Tuhan melihat dan menilai manusia dari hati. Tuhan lebih tertarik pada kemurnian hati, daripada kecakapan jasmani. Kemudian, saat Daud berhadapan dengan Goliat, Goliat pun memandang rendah Daud yang kecil itu. Namun, Daud tahu bahwa pertarungannya dengan Goliat bukan tentang dirinya, tapi tentang Tuhan. Meskipun dia dipandang rendah, Daud tidak minder, karena dia tahu nilai dirinya adalah Tuhan itu sendiri.
Pertanyaan Diskusi:
1. Berapa sering kita menilai orang lain dari luar (penampilan, prestasi)? Apakah kita sombong terhadap orang yang lebih rendah dari kita, atau apakah kita minder terhadap orang yang lebih tinggi dari kita? Tips Respons (Ambillah waktu untuk merenungkan dalam hal apa kita cenderung untuk menilai dan melihat orang lain dari luar?)
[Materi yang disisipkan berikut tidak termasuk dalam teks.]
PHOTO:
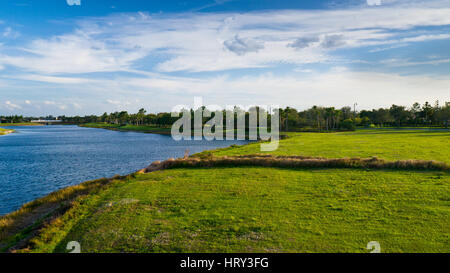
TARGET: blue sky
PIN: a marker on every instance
(87, 57)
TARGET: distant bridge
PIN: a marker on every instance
(46, 121)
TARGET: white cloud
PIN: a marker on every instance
(8, 32)
(12, 106)
(73, 2)
(373, 2)
(304, 42)
(242, 46)
(222, 41)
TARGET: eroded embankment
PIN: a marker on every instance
(5, 131)
(18, 227)
(296, 162)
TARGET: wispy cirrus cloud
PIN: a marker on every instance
(223, 41)
(112, 58)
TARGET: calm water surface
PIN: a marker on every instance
(38, 160)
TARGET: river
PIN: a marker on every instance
(37, 160)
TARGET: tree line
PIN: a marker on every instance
(316, 118)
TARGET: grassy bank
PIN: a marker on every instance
(227, 207)
(265, 210)
(20, 124)
(386, 144)
(5, 131)
(129, 128)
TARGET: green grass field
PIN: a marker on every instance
(387, 144)
(5, 131)
(20, 124)
(261, 209)
(118, 127)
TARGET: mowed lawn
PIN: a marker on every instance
(257, 209)
(388, 144)
(261, 210)
(5, 131)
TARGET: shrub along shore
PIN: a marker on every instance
(296, 162)
(241, 200)
(5, 131)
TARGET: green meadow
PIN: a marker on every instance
(5, 131)
(140, 128)
(257, 209)
(389, 144)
2. Bagaimana nilai Injil membuatmu berhenti terhadap sikap hati suka menilai orang? Tips Respons (Injil menolong kita untuk tidak tinggi hati dan di saat bersamaan kita juga tidak rendah diri. Karya Kristus nilai diri kita sesungguhnya)
Christ Connection:
Daud adalah orang yang dipilih Allah. Tetapi Daud juga adalah manusia yang gagal. Daud menyalahgunakan kekuasaannya dan menganggap rendah Uria. Dia meletakkan Uria paling depan dalam peperangan agar ia bisa mendapatkan Betsyeba. Tapi kita punya Daud yang sejati yaitu Kristus Sang Gembala kita. Kristus mengalami hinaan, Dia direndahkan, bahkan dihindari orang (Yes 53:2-3). Agar kita yang hina dan buruk ini menerima nilai kebenaran-Nya. Tuhan mengasihi kita bukan karena kita bernilai, justru kita bernilai karena kita dikasihi Tuhan.